The government's offer -- as well as the backdrop of history that has given birth to a vibrant community of South Americans of Japanese ancestry here -- highlight this nation's complex views on foreigners and cultural identity.
Many Japanese consider their culture homogenous, even though there are sizeable minorities of Koreans and Chinese, as well as Ainu, the indigenous people of northern Japan.
In the early 1990s, Tokyo relaxed its relatively tight immigration laws to allow special entry permits for foreigners of Japanese ancestry in South America to make up for a labor shortage at this nation's then-booming factories.
They took the so-called "three-K" jobs, standing for "kitsui, kitanai, kiken" -- meaning "hard, dirty, dangerous" -- jobs Japanese had previously shunned.
Before their arrival, many such jobs had gone to Iranians and Chinese. But the government saw their influx -- much of it illegal -- as a problem and was eager to find a labor pool it felt would more easily adapt to Japanese society, said Nishiyama of Japanese Abroad association.
So by virtue of their background, these foreigners of Japanese descent -- called "Nikkei" in Japanese -- were offered special visa status.
"They may speak some Japanese, and have a Japanese way of thinking," Nishiyama said. "They have Japanese blood, and they work hard."
The workers are mainly descendants of Japanese who began emigrating to Latin America around the turn of the last century.
Brazil has the biggest population of ethnic Japanese outside Japan, numbering about 1.5 million. Last year marked the 100th year of Japanese immigration to Brazil. Initially many ventured to toil in coffee plantations and other farms.
Brazilians are the most numerous of such foreigners in Japan, totaling about 310,000 overall in 2007, the latest tally available. Peruvians are next at 59,000. Those from other South American nations were fewer at 6,500 Bolivians, 3,800 Argentineans and 2,800 Colombians.
Nearly all work manufacturing jobs, many through job referral agencies. Major companies, like Toyota Motor Corp., have relied on contract employees to keep a flexible plant work force.
Foreign workers in Japan are entitled to the basic unemployment and other benefits that Japanese workers get. Though rates vary, Japan provides about 7,000 yen ($70) a day in unemployment -- which would equal about $2,100 per month.

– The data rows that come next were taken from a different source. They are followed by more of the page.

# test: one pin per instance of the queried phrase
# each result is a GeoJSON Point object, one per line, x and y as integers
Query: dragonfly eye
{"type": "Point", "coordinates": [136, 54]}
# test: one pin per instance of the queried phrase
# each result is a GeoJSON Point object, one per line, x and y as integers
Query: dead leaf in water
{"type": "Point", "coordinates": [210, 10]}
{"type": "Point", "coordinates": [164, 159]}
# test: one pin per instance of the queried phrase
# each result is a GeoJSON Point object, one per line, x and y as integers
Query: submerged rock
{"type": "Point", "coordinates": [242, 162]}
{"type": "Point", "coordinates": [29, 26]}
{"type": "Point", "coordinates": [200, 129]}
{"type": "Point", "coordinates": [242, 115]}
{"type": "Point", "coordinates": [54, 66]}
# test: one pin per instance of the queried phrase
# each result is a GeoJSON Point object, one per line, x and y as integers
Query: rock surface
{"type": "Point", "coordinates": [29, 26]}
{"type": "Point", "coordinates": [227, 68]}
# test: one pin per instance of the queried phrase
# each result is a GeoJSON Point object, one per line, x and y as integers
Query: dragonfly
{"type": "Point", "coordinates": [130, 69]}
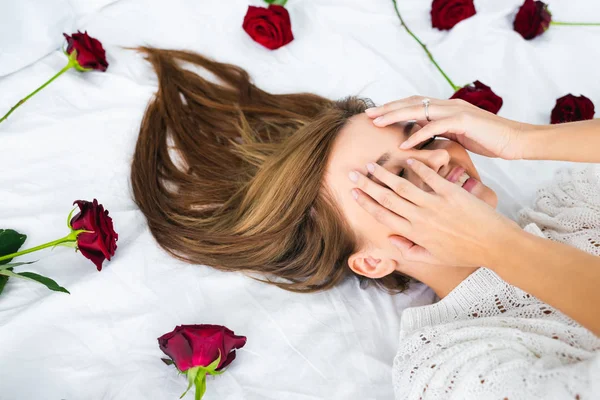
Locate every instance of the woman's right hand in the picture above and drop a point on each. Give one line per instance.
(475, 129)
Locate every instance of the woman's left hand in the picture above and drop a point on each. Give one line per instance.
(448, 226)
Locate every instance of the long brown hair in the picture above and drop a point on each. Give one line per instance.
(230, 176)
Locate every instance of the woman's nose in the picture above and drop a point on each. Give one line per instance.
(435, 159)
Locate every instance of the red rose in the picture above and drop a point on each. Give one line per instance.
(102, 243)
(532, 19)
(199, 345)
(571, 108)
(447, 13)
(481, 96)
(270, 27)
(89, 52)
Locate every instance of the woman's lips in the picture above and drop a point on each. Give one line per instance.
(459, 176)
(455, 173)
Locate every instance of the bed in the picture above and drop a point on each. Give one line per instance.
(75, 140)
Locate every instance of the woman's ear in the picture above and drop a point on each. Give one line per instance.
(368, 265)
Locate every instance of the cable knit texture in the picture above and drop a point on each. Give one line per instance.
(490, 340)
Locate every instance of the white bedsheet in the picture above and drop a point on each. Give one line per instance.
(75, 140)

Still, Nikkei are sometimes victims of discrimination in Japan, as they are culturally different and aren't always fluent in Japanese. As a result, many have had a hard time blending into Japanese society.Now, as the economy worsens, many find themselves out of jobs.

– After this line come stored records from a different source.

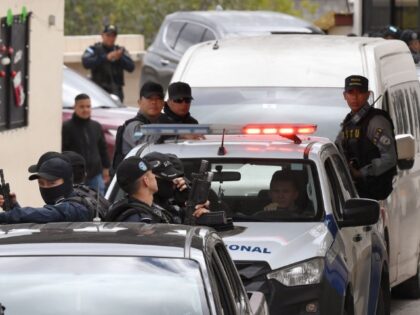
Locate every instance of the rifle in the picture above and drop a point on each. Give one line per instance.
(5, 191)
(199, 194)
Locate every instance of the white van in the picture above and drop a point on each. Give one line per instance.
(299, 78)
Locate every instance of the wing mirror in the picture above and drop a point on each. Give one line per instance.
(406, 149)
(360, 212)
(258, 303)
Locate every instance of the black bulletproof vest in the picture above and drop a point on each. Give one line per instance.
(361, 151)
(108, 75)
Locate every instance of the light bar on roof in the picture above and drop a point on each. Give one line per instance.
(218, 129)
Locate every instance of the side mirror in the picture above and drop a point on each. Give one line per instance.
(116, 99)
(406, 149)
(360, 212)
(258, 303)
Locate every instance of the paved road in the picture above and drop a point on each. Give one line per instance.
(405, 307)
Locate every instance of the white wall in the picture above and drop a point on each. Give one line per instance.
(22, 147)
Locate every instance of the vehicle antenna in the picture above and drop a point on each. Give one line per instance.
(222, 149)
(97, 219)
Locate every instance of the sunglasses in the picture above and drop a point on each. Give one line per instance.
(182, 100)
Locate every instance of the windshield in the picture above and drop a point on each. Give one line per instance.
(101, 285)
(263, 190)
(325, 107)
(74, 84)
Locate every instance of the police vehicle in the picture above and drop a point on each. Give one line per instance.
(327, 258)
(119, 268)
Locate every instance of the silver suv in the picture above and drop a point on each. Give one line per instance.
(180, 30)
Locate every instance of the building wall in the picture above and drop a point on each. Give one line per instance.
(22, 147)
(74, 46)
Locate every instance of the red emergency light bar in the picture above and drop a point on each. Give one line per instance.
(279, 129)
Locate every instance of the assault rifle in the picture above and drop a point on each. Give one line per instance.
(5, 191)
(199, 194)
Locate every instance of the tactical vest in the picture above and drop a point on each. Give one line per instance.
(124, 208)
(94, 202)
(361, 151)
(110, 76)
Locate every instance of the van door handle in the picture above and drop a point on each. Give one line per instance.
(357, 238)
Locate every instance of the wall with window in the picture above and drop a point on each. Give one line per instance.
(22, 145)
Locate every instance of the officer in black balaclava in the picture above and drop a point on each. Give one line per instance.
(55, 180)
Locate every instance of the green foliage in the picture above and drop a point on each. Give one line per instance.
(87, 17)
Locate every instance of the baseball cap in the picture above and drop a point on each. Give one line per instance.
(74, 158)
(162, 166)
(408, 35)
(130, 170)
(54, 168)
(178, 90)
(356, 82)
(46, 156)
(151, 89)
(110, 29)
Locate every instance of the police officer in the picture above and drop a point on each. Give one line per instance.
(129, 135)
(54, 176)
(367, 141)
(173, 188)
(135, 177)
(108, 61)
(177, 108)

The government doesn't track the number of jobless foreigners, but the number of foreigners showing up at government-run centers for job referral has climbed in recent months to 11 times the previous year at more than 9,000 people, according to the Ministry of Health, Labor and Welfare.
Overall, the government estimates that some 192,000 temporary workers who had jobs in October, including Japanese, are expected to be jobless by June. Experts fear such numbers are growing.
In addition to the handout offer the government is also helping Nikkei find jobs in Japan.
"These are like two sides of the same effort to assist people of Japanese ancestry," said Yamashita of the labor ministry.
Tokyo has already allocated 1.08 billion yen ($10.9 million) for training, including Japanese language lessons, for 5,000 foreign workers.
Fausto Kishinami, 32, manager at a Brazilian restaurant in Oizumimachi, a city with a large Japanese-Brazilian population, said none of his friends are applying for the government money because of the no-return condition.
"I don't think people should take that money," he said, adding that he hasn't gone home in eight years, and is focused on his work in Japan.
Some 20 percent to 30 percent of the South American foreigners of Japanese ancestry are estimated to have already returned home, said Nishiyama. They have paid their own way back and may return, once a recovery brings fresh opportunities, he said.